The largest debt collection law firm in Massachusetts, Lustig, Glaser & Wilson PC, has paid $1 million to settle a lawsuit brought by the state alleging unfair and unlawful debt collection practices, state Attorney General Maura Healey said Thursday.
The settlement resolves a lawsuit the attorney general brought in 2015. In addition to the monetary settlement, which will be used to compensate Massachusetts consumers who were victimized, the firm has agreed to reform its debt collection practices, Healey said.
“Our message is simple: Companies can collect money that they’re owed, but they can’t break the law or cheat people in the process,” Healey said at a press conference in her Boston office. “What we’ve seen is that some of the biggest players are not focused on getting it right.”
Lustig Glaser released a statement that said the settlement included no findings of wrongdoing, that it wanted to avoid the cost of ongoing litigation, and that it is “fully committed” to adopting the new practices mandated by the agreement. It said it consented to standards that go beyond current law and regulations “to ensure that the needs of certain consumers facing particular hardships can be fairly addressed.”
Since 2011, Lustig has filed around 200,000 debt collection lawsuits in Massachusetts courts and has collected around $125 million in debts, Healey said. While Healey did not say all those claims were illegitimate, she stressed that in many cases, the firm pursued debts from the wrong consumers or for the wrong amounts, and it often lacked the necessary documentation from the debt buyers it represented in order to confirm the legitimacy of those debts.
“We allege that Lustig was doing this over and over and over again to thousands of residents, leaving them terrified and confused,” she said.
Sometimes the firm attempted to collect on debts that had already been repaid, and in some cases they attempted to collect on debts that were 10 or 15 years old and well beyond the point at which they could be collected, Healey said. She described one instance in which the firm went after a 90-year-old woman in an assisted living facility, threatening her with arrest if she did not make it into court, something she was too frail to do.
Healey also brought to the press conference two consumers who had been victimized by Lustig’s practices. A Stoughton woman said the firm had tried to pressure her into signing a judgment that would obligate her to pay a debt she did not believe was hers.
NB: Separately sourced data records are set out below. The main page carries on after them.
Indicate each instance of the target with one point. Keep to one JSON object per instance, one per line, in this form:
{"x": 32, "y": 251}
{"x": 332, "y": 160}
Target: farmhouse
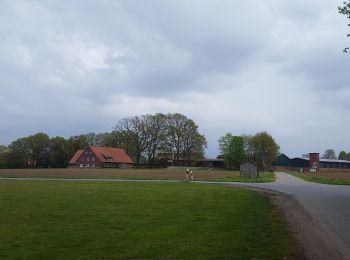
{"x": 107, "y": 157}
{"x": 312, "y": 164}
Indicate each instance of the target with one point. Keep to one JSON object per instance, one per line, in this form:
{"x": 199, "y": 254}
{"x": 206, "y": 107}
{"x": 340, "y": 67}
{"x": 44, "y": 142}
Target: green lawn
{"x": 327, "y": 179}
{"x": 61, "y": 220}
{"x": 263, "y": 177}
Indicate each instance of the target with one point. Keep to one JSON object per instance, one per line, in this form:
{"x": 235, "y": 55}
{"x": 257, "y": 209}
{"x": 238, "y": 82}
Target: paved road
{"x": 329, "y": 204}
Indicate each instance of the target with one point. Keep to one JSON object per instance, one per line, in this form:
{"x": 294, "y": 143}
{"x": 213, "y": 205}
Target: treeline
{"x": 145, "y": 138}
{"x": 260, "y": 148}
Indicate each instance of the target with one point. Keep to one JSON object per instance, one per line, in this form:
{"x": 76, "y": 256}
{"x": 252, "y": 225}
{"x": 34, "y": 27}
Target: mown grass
{"x": 320, "y": 179}
{"x": 60, "y": 220}
{"x": 176, "y": 173}
{"x": 263, "y": 178}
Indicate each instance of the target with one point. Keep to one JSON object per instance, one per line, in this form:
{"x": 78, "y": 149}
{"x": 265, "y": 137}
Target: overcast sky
{"x": 72, "y": 67}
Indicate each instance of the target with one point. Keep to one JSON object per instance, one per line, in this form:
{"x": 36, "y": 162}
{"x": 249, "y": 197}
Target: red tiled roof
{"x": 76, "y": 157}
{"x": 104, "y": 153}
{"x": 118, "y": 155}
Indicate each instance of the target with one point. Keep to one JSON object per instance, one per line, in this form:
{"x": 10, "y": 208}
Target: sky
{"x": 74, "y": 67}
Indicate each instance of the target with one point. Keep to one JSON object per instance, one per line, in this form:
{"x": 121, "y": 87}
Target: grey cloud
{"x": 62, "y": 63}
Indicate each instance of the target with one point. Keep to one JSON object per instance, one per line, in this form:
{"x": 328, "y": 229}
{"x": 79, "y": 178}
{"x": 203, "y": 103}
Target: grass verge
{"x": 127, "y": 174}
{"x": 60, "y": 220}
{"x": 318, "y": 178}
{"x": 263, "y": 177}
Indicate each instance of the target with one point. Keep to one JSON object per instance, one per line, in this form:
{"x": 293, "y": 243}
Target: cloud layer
{"x": 232, "y": 66}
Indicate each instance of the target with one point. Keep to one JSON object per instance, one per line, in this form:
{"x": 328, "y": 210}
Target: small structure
{"x": 106, "y": 157}
{"x": 249, "y": 169}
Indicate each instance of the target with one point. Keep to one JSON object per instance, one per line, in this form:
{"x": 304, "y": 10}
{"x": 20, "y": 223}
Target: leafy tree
{"x": 345, "y": 10}
{"x": 183, "y": 138}
{"x": 329, "y": 154}
{"x": 59, "y": 152}
{"x": 3, "y": 152}
{"x": 262, "y": 149}
{"x": 193, "y": 143}
{"x": 232, "y": 148}
{"x": 342, "y": 155}
{"x": 20, "y": 154}
{"x": 156, "y": 125}
{"x": 40, "y": 150}
{"x": 134, "y": 130}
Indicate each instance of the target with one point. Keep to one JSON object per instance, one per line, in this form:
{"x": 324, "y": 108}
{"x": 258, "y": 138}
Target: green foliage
{"x": 345, "y": 10}
{"x": 232, "y": 148}
{"x": 262, "y": 149}
{"x": 329, "y": 154}
{"x": 173, "y": 135}
{"x": 342, "y": 156}
{"x": 58, "y": 220}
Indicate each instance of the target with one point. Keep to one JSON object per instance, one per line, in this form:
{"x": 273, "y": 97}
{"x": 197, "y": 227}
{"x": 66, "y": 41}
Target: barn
{"x": 313, "y": 164}
{"x": 101, "y": 157}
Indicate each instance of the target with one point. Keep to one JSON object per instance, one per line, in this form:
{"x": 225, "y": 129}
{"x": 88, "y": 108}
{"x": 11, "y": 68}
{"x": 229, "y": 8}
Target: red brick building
{"x": 106, "y": 157}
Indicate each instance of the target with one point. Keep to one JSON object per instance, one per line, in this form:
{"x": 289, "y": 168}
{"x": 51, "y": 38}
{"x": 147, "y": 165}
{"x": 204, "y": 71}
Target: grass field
{"x": 165, "y": 174}
{"x": 61, "y": 220}
{"x": 323, "y": 177}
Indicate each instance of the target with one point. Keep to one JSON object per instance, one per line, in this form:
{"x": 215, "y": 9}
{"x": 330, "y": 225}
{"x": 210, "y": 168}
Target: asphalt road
{"x": 329, "y": 204}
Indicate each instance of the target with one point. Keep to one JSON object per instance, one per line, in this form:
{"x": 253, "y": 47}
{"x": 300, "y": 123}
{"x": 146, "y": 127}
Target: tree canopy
{"x": 329, "y": 154}
{"x": 260, "y": 148}
{"x": 143, "y": 137}
{"x": 345, "y": 10}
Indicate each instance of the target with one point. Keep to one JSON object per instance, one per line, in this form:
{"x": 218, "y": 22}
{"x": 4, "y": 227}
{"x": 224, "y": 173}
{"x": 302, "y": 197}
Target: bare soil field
{"x": 168, "y": 174}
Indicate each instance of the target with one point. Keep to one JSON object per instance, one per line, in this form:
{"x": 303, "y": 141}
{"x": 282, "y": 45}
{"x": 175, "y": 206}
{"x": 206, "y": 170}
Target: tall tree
{"x": 20, "y": 154}
{"x": 183, "y": 138}
{"x": 59, "y": 152}
{"x": 156, "y": 127}
{"x": 232, "y": 148}
{"x": 342, "y": 155}
{"x": 3, "y": 153}
{"x": 329, "y": 154}
{"x": 345, "y": 10}
{"x": 193, "y": 143}
{"x": 40, "y": 150}
{"x": 263, "y": 149}
{"x": 135, "y": 131}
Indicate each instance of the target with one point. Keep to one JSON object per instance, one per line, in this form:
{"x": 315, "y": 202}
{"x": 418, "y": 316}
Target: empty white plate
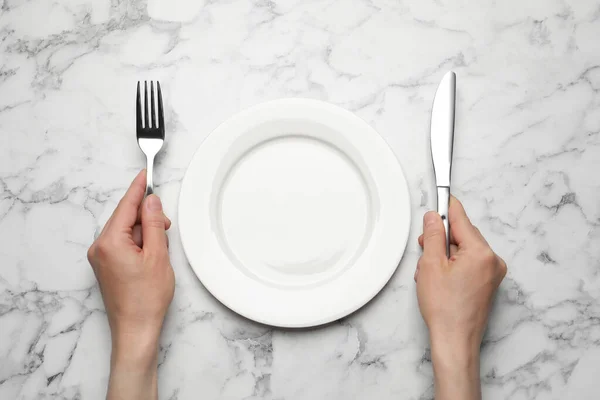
{"x": 294, "y": 213}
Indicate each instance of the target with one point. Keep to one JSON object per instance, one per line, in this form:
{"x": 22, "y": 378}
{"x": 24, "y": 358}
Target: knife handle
{"x": 443, "y": 205}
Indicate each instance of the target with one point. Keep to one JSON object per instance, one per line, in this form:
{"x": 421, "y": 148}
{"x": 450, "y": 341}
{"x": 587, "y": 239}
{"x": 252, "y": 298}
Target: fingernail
{"x": 153, "y": 203}
{"x": 429, "y": 218}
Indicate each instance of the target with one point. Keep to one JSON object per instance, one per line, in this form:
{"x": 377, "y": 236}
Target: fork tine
{"x": 153, "y": 114}
{"x": 161, "y": 115}
{"x": 138, "y": 109}
{"x": 146, "y": 119}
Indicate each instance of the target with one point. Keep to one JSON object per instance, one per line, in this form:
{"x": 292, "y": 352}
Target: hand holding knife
{"x": 442, "y": 140}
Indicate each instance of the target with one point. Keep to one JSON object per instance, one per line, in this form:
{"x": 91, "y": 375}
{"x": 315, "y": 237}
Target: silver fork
{"x": 150, "y": 135}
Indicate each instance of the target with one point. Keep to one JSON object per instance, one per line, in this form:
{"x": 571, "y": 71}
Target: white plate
{"x": 294, "y": 213}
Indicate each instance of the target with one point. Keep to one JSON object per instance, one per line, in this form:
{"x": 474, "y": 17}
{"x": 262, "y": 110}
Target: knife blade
{"x": 442, "y": 141}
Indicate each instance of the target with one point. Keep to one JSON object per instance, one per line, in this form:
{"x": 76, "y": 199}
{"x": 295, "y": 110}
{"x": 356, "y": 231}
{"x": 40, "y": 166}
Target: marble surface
{"x": 527, "y": 158}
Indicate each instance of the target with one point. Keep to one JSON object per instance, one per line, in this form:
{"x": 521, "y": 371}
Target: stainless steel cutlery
{"x": 442, "y": 140}
{"x": 150, "y": 127}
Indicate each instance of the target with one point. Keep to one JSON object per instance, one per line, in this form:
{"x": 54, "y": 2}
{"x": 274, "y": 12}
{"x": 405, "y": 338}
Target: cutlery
{"x": 442, "y": 138}
{"x": 150, "y": 133}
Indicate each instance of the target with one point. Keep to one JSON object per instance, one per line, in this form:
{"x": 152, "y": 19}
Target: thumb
{"x": 153, "y": 225}
{"x": 434, "y": 235}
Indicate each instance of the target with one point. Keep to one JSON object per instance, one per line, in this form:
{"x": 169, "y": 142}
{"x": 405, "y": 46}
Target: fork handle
{"x": 149, "y": 174}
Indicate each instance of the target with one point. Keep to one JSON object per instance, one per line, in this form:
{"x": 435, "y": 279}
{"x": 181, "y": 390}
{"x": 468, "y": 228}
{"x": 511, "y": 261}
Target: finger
{"x": 125, "y": 214}
{"x": 453, "y": 250}
{"x": 138, "y": 238}
{"x": 479, "y": 234}
{"x": 139, "y": 219}
{"x": 434, "y": 235}
{"x": 460, "y": 226}
{"x": 137, "y": 235}
{"x": 153, "y": 226}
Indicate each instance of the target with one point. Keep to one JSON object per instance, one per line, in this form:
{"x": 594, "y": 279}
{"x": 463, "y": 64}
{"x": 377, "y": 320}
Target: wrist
{"x": 457, "y": 352}
{"x": 456, "y": 367}
{"x": 135, "y": 348}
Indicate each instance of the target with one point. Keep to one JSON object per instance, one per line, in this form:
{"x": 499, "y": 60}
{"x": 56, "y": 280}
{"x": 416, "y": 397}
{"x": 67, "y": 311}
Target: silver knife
{"x": 442, "y": 140}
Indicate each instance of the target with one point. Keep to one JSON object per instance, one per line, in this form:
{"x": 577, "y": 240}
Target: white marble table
{"x": 527, "y": 162}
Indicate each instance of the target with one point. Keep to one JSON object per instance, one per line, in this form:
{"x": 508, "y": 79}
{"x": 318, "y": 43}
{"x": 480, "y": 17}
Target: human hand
{"x": 137, "y": 284}
{"x": 455, "y": 297}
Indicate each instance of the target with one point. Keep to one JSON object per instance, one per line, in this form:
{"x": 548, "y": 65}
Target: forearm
{"x": 133, "y": 369}
{"x": 456, "y": 370}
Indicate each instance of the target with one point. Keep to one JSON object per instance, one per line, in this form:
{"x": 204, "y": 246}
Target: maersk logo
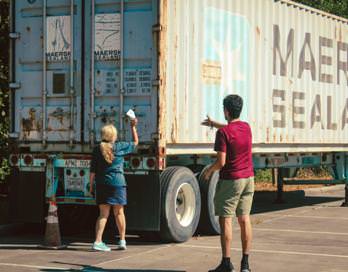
{"x": 225, "y": 62}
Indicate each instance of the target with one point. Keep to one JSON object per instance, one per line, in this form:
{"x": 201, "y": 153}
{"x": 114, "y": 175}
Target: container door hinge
{"x": 157, "y": 28}
{"x": 156, "y": 82}
{"x": 15, "y": 85}
{"x": 14, "y": 35}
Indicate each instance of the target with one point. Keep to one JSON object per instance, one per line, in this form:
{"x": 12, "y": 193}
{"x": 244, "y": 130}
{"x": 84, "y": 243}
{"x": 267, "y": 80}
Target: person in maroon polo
{"x": 235, "y": 189}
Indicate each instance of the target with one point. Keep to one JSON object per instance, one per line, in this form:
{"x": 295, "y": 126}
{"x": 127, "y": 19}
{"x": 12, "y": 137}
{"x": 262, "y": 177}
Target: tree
{"x": 4, "y": 90}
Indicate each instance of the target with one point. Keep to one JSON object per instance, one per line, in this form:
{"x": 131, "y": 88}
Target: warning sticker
{"x": 58, "y": 38}
{"x": 107, "y": 36}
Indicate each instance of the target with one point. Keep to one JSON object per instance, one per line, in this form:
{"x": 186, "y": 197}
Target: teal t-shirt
{"x": 111, "y": 174}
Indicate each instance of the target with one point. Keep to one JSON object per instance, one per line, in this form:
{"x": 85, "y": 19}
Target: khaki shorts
{"x": 234, "y": 197}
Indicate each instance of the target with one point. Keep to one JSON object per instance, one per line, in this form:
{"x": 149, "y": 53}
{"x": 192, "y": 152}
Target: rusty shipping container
{"x": 77, "y": 65}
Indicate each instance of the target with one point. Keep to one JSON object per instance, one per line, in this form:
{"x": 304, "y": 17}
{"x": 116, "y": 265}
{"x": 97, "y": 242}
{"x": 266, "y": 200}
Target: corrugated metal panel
{"x": 215, "y": 48}
{"x": 46, "y": 108}
{"x": 121, "y": 35}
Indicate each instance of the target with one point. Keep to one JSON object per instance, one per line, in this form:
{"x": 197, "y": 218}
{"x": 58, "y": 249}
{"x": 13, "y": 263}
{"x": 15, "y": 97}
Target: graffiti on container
{"x": 58, "y": 38}
{"x": 59, "y": 114}
{"x": 225, "y": 61}
{"x": 30, "y": 123}
{"x": 107, "y": 36}
{"x": 301, "y": 63}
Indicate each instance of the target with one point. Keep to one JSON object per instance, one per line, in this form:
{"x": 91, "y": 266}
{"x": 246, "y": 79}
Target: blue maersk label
{"x": 225, "y": 60}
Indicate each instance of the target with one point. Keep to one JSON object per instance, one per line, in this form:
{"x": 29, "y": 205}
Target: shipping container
{"x": 78, "y": 65}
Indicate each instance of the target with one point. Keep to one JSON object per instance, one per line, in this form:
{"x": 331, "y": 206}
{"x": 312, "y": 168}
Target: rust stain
{"x": 174, "y": 133}
{"x": 162, "y": 50}
{"x": 211, "y": 72}
{"x": 267, "y": 134}
{"x": 258, "y": 32}
{"x": 30, "y": 123}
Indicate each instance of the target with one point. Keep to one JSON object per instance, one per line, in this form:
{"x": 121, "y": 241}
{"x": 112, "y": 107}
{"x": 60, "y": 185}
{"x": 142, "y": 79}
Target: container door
{"x": 48, "y": 70}
{"x": 121, "y": 66}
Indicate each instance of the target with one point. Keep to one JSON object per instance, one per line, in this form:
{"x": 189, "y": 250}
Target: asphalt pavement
{"x": 309, "y": 232}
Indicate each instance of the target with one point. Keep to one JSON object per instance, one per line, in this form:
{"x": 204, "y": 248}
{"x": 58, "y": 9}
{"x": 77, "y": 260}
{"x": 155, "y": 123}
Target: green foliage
{"x": 337, "y": 7}
{"x": 264, "y": 175}
{"x": 4, "y": 91}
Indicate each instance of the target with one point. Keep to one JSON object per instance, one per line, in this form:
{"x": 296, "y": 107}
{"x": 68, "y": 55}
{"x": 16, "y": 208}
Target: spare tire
{"x": 209, "y": 223}
{"x": 180, "y": 204}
And a man from Marblehead described how Lustig went after his adult son, who has a mental disability and whose only source of income is Social Security disability.
Calling the situation “overwhelming, terrifying and impossible to manage,” Ron Grenier described how he and his wife made payments to Lustig from their son’s Social Security disability income because they felt they had no other choice.
Healey said the firm often went after people living in or very close to poverty and people whose sole source of income came from Social Security, disability benefits, or veterans’ benefits — all sources of income that should be exempt from debt collection.
Ruthie Liberman, a vice president of public policy at the community group EMPath, said at the press conference that many of the people her organization tries to help out of poverty were dogged by the firm. Being harassed by debt collectors can be a barrier to finding a new job or an apartment if a wrongful debt collection has dinged a consumer’s credit score, she said. Liberman described a teacher’s aide she helped who lived on a yearly salary of $20,000 and who was pursued for a purchase she said she never made. When EMPath examined her credit report, they found debts made in other people’s names.
“What got us in the gut was when she told us that most nights her dinner consists of a 25-cent can of soup that she buys from the bin of cans at the supermarket that are all banged up,” Liberman said.
On top of the settlement, the firm has also agreed to reform its debt collection practices, Healey said. Lustig will now have to inform consumers about what types of income are exempt from debt collection in the initial notices it sends to consumers, and it will need to procure the appropriate documentation from the debt buyer, confirming that the debt is correct and legitimate.
Healey said at the press conference that her office has yet to determine how many consumers may have been hurt by Lustig’s practices, and she urged potential victims to come forward.
“I anticipate we’ll be able to provide relief to hundreds, if not thousands, of consumers,” Healey said. “It should put notice out there to everybody in this space that we expect you to be fair and square.”